Le narrateur de la nouvelle Cathédrale de Raymond Carver est un homme qui reçoit chez lui la visite d’un aveugle, vieil ami de sa femme. Son attention et sa réaction intérieure aux actions, à l’apparence et aux paroles de l’aveugle le révèlent comme quelqu’un d’absolument incapable de comprendre comment vivre sans informations visuelles, sans aucune des données que les yeux nous fournissent, qui ne comprend pas l’intérêt de faire quoi que ce soit qui ne puisse pas être utilisé par les yeux. Il est également troublé par les yeux de l’aveugle, à qui il reproche silencieusement de ne pas les porter cachés derrière des lunettes noires. La «normalité» de l’aveugle le laisse perplexe. Le lecteur trouve d’abord cette perplexité absurde et la comprend comme la preuve que l’homme est un individu simple, à l’esprit élémentaire. Peut-être était-ce là l’intention de Carver : bercer le lecteur d’une certitude qui le ferait se considérer comme très éloigné de ce personnage, se sentir mentalement très différent, supérieur à lui, avant de commencer à révéler que l’aveugle a la capacité de voir et, ce faisant, d’exposer finalement le lecteur à l’obligation de reconnaître que ses propres conceptions de ce que signifie «voir» ne sont pas moins élémentaires que celles de l’homme avant qu’il ne fasse l’expérience extatique finale de dessiner une cathédrale les yeux fermés et la main guidée par l’aveugle. 

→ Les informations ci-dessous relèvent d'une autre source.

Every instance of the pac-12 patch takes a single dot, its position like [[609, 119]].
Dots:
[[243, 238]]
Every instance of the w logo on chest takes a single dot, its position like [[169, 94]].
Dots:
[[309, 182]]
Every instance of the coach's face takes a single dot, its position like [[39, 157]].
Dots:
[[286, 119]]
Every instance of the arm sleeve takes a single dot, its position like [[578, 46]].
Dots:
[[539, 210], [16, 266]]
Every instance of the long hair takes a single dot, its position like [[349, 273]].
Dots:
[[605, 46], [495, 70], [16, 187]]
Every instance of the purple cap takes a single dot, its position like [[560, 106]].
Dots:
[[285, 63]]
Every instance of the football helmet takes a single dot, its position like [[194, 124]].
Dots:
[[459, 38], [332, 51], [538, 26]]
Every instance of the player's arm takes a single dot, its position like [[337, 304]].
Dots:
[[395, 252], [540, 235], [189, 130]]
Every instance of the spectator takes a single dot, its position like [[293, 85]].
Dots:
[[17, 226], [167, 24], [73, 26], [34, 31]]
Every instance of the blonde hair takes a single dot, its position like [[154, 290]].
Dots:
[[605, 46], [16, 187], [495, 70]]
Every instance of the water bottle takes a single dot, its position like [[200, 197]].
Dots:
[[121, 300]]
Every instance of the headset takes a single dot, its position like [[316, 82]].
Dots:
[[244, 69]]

« Ma main vit. Ma main voit » écrit Jean Genet après avoir passé ses doigts sur le corps d’une statue dans l’atelier d’Alberto Giacometti. Lui aussi fait l’expérience d’une révélation au contact physique des statues, peintures et dessins de Giacometti qui, comme le protagoniste de l’histoire de Carver, le conduit à la découverte de sa capacité de « vision» et l’ébranle à l’intérieur de lui-même.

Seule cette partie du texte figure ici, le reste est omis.